Dans son récent livre « Weapons of Mass Delusion: When the Republican Party Lost Its Mind », le journaliste Robert Draper explique que, dans ses nombreuses conversations avec les électeurs de Trump, il est devenu clair qu’ils n’étaient pas confus quant à la nature réelle de la personnalité de Donald Trump. En fait, écrit-il, « les fidèles de MAGA adoraient leur empereur sans vêtements ». Comme il l’a dit à Salon, « tout ce que nous considérerions normalement comme un vice, ils l’ont trouvé vertueux », souvent précisément parce que cela fait tellement chier les libéraux.
ous voyez cela tout le temps sur les réseaux sociaux, lorsque les conservateurs font des blagues sur la façon dont les libéraux détestent le « mauvais homme orange ». En faisant cette blague, ils indiquent qu’ils savent que Trump est un type bizarre qui porte du maquillage orange tous les jours et aussi que, selon toute norme raisonnable, il est nul. Mais rien de tout cela n’enlève le moins du monde à son charme. Il est essentiellement un tas humain de caca de chien dans lequel ils peuvent se frotter le nez libéral, une punition animée et pleurnicharde sans fin qu’ils peuvent infliger à ceux qui les font se sentir en insécurité.
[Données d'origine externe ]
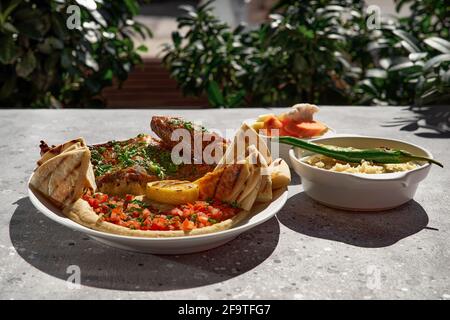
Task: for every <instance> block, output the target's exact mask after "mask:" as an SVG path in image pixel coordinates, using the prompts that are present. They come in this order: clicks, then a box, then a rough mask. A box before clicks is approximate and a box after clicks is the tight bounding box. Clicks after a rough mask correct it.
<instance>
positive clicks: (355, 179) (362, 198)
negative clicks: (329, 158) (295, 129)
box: [289, 135, 433, 211]
mask: <svg viewBox="0 0 450 320" xmlns="http://www.w3.org/2000/svg"><path fill="white" fill-rule="evenodd" d="M313 142H318V143H321V144H329V145H335V146H341V147H349V146H351V147H355V148H360V149H364V148H374V147H382V146H383V147H388V148H395V149H402V150H405V151H408V152H410V153H412V154H415V155H418V156H426V157H429V158H432V157H433V156H432V155H431V153H430V152H429V151H428V150H426V149H424V148H421V147H419V146H417V145H414V144H411V143H407V142H404V141H400V140H393V139H384V138H376V137H364V136H342V135H341V136H336V137H330V138H319V139H314V140H313ZM312 154H313V153H311V152H308V151H304V150H302V149H299V148H293V149H291V150H290V152H289V155H290V158H291V163H292V166H293V168H294V170H295V172H296V173H297V174H298V175H300V177H301V178H302V185H303V188H304V191H305V192H306V194H307V195H308V196H310V197H311V198H313V199H314V200H316V201H318V202H320V203H322V204H325V205H327V206H330V207H334V208H339V209H345V210H352V211H381V210H387V209H392V208H395V207H398V206H400V205H402V204H404V203H406V202H408V201H409V200H411V199H412V198H413V197H414V194H415V192H416V190H417V186H418V184H419V182H420V181H422V180H423V179H425V177H426V176H427V175H428V172H429V171H430V166H431V165H430V164H429V163H421V165H420V166H419V167H418V168H416V169H414V170H410V171H404V172H395V173H383V174H355V173H342V172H333V171H328V170H325V169H320V168H317V167H314V166H311V165H309V164H307V163H305V162H303V161H301V159H302V158H304V157H306V156H309V155H312Z"/></svg>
La honte est une émotion étrange. Cela peut parfois motiver une personne à ralentir ou à arrêter les comportements qui en sont la cause. Tout aussi souvent, cependant, cela peut se retourner contre lui, créant une réaction défensive qui pousse la personne à doubler. Le mème de super-héros stupide de Trump est un bon exemple de cette dernière tendance en action. Les libéraux se sont moqués des conservateurs pendant des années pour leur culte du héros de Trump. Mais plutôt reculer, ils vont juste plus fort – certes, avec un peu de distance ironique – en produisant des images caricaturales qui réinventent Trump comme Superman ou Elvis ou Rocky ou une autre icône masculine.
Bien sûr, ces gens sont toujours des ventouses. Ils peuvent penser qu’ils s’en tiennent aux libéraux, mais comme d’habitude, Trump ne fait que les presser pour de l’argent. Mais tant qu’ils continueront à nourrir leur grief contre la moquerie libérale réelle ou imaginaire, les fans de Trump ne pourront jamais vraiment voir à quel point le mauvais homme orange les utilise depuis le début.